BPCells matrices are stored in sparse format, meaning only the non-zero entries are stored. Matrices can store integer counts data or decimal numbers (float or double). See details for more information.
Usage
write_matrix_memory(mat, compress = TRUE)
write_matrix_dir(
mat,
dir,
compress = TRUE,
buffer_size = 8192L,
overwrite = FALSE
)
open_matrix_dir(dir, buffer_size = 8192L)
write_matrix_hdf5(
mat,
path,
group,
compress = TRUE,
buffer_size = 8192L,
chunk_size = 1024L,
overwrite = FALSE,
gzip_level = 0L
)
open_matrix_hdf5(path, group, buffer_size = 16384L)
Arguments
- compress
Whether or not to compress the data.
- dir
Directory to save the data into
- buffer_size
For performance tuning only. The number of items to be buffered in memory before calling writes to disk.
- overwrite
If
TRUE
, write to a temp dir then overwrite existing data. Alternatively, pass a temp path as a string to customize the temp dir location.- path
Path to the hdf5 file on disk
- group
The group within the hdf5 file to write the data to. If writing to an existing hdf5 file this group must not already be in use
- chunk_size
For performance tuning only. The chunk size used for the HDF5 array storage.
- gzip_level
Gzip compression level. Default is 0 (no compression). This is recommended when both compression and compatibility with outside programs is required. Otherwise, using compress=TRUE is recommended as it is >10x faster with often similar compression levels.
- matrix
Input matrix, either IterableMatrix or dgCMatrix
Details
Storage locations
Matrices can be stored in a directory on disk, in memory, or in an HDF5 file.

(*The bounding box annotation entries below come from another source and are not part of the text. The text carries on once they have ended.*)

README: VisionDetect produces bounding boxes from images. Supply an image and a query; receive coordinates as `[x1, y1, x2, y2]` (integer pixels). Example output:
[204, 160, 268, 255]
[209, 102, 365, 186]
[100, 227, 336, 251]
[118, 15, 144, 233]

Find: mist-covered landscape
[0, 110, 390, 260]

Saving in a directory on disk is a good default for local analysis, as it provides the best I/O performance and lowest memory usage. The HDF5 format allows saving within existing hdf5 files to group data together, and the in memory format provides the fastest performance in the event memory usage is unimportant.
Bitpacking Compression
For typical RNA counts matrices holding integer counts, this bitpacking compression will result in 6-8x less space than an R dgCMatrix, and 4-6x smaller than a scipy csc_matrix. The compression will be more effective when the count values in the matrix are small, and when the rows of the matrix are sorted by rowMeans. In tests on RNA-seq data optimal ordering could save up to 40% of storage space. On non-integer data only the row indices are compressed, not the values themselves so space savings will be smaller.
For non-integer data matrices, bitpacking compression is much less effective, as it can only be applied to the indexes of each entry but not the values. There will still be some space savings, but far less than for counts matrices.